5. Design and Governance Implications
Agentic gap analysis mandates a paradigm shift in safety engineering, evaluation, and operational governance:
- Integrate observability and traceability: Instrument agent executions using action/component graph frameworks, ensuring all agentic operations—including tool calls, memory updates, and inter-agent messages—are captured and auditable.
- Contextualize red-teaming: Red-teaming must move beyond static model probes to encompass injected, adaptive attacks at all action points within multi-agent or tool-augmented workflows.
- Develop agentic-specific defenses: Runtime guardrails for tool orchestration, memory integrity checks, and agent-transfer filtering must be implemented at the control and orchestration level, not solely via prompt engineering.
- Continuous iterative evaluation: Routine deployment of context-aware, iterative attack campaigns is necessary to reflect real-world threat actor sophistication and evolving vulnerability profiles (Wicaksono et al., 5 Sep 2025).
6. Broader Scope: Interpretability, Verification, and Societal Risks
The agentic gap is not confined to isolated safety metrics; it intersects with interpretability, system-level accountability, and risk assessment:
- Interpretability and oversight gaps: Causal tracing and system-level explanation frameworks reveal further discrepancies between the true decision pathway and what post hoc explanation tools can reconstruct (the interpretability gap). Only continuous, graph-based causal monitoring can close this deficiency (Zhu et al., 23 Jan 2026).
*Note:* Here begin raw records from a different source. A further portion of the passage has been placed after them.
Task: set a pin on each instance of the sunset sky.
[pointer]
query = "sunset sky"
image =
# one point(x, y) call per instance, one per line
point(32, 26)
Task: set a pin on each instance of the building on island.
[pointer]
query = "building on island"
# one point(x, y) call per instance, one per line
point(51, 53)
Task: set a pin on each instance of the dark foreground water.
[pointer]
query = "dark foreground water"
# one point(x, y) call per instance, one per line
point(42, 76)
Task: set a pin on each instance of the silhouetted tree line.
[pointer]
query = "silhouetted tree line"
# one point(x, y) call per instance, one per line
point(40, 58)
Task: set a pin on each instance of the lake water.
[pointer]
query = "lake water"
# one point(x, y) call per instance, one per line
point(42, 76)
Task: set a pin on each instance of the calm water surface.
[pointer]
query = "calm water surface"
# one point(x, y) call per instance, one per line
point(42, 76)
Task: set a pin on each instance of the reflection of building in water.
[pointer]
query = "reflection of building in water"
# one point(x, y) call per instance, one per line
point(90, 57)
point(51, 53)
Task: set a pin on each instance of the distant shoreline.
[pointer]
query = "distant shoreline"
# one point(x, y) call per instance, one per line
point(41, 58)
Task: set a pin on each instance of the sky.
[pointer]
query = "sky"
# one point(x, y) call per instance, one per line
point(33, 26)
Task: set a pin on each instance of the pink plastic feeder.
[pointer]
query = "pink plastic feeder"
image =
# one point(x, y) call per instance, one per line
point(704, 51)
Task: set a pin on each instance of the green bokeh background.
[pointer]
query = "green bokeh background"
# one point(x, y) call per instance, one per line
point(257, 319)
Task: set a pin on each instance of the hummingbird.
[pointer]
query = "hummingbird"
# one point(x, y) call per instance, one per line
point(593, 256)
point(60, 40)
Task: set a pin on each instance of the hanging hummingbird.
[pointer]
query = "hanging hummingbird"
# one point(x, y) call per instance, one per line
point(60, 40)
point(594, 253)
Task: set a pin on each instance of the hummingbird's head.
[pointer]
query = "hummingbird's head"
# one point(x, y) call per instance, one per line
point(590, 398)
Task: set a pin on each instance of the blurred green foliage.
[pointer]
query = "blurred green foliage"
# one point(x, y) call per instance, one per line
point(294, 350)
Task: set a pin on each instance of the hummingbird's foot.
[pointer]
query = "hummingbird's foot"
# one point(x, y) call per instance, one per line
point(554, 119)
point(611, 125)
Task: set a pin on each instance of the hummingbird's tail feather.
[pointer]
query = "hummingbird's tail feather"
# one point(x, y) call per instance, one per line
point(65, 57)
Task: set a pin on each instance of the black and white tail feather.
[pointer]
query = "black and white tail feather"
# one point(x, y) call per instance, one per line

- Governance-to-action closure: Ensuring that governance obligations map directly to orchestrated agent actions—and produce evidence trails for post-hoc attestation—is essential. Otherwise, obligations sit in an unenforceable closure gap (Koch et al., 18 Apr 2026).
- Scientific and economic domains: In applied science, the agentic gap equates to the non-coverage of adversarial/falsification experiments—claims are advanced without thorough attempts at refutation, leading to non-robust findings (Fa et al., 23 Apr 2026). In economic, IP, and policy domains, the gap manifests as fractured accountability, "moral crumple zones," regulatory misfit, and misaligned incentives (Mukherjee et al., 1 Feb 2025, Osmond et al., 28 Mar 2026).
7. Future Directions and Recommendations
Comprehensive closure of the agentic gap requires:
- Standardized, deployment-aware benchmarks: Task and safety evaluations must be aligned to agentic realities, covering multi-tool, multi-agent, and long-horizon scenarios.
- Observable and transparent orchestration: Adoption of traceable control frameworks (e.g., AgentSeer, knowledge graph schemas) as standard design primitives.
- Context-aware agentic red-teaming: Automated, adaptive attack campaigns embedded into the CI/CD pipeline, exploiting the full state and tool surface.
- Governance protocols mapped to orchestration: Embedding obligations into orchestration rules, with minimum action-evidence bundles ensuring attestation and compliance (Koch et al., 18 Apr 2026).
- Cross-disciplinary collaboration: The agentic gap exposes not only technical but regulatory, legal, and organizational deficiencies, necessitating integrated frameworks spanning engineering, compliance, and ethical oversight.
Agentic gap analysis thus serves as a foundational methodology for evaluating, securing, and governing the next generation of LLM-based agents as they move from static model outputs to fully integrated, mission-critical autonomous deployments (Wicaksono et al., 5 Sep 2025, Wicaksono et al., 21 Sep 2025, Fa et al., 23 Apr 2026, Koch et al., 18 Apr 2026, Zhu et al., 23 Jan 2026).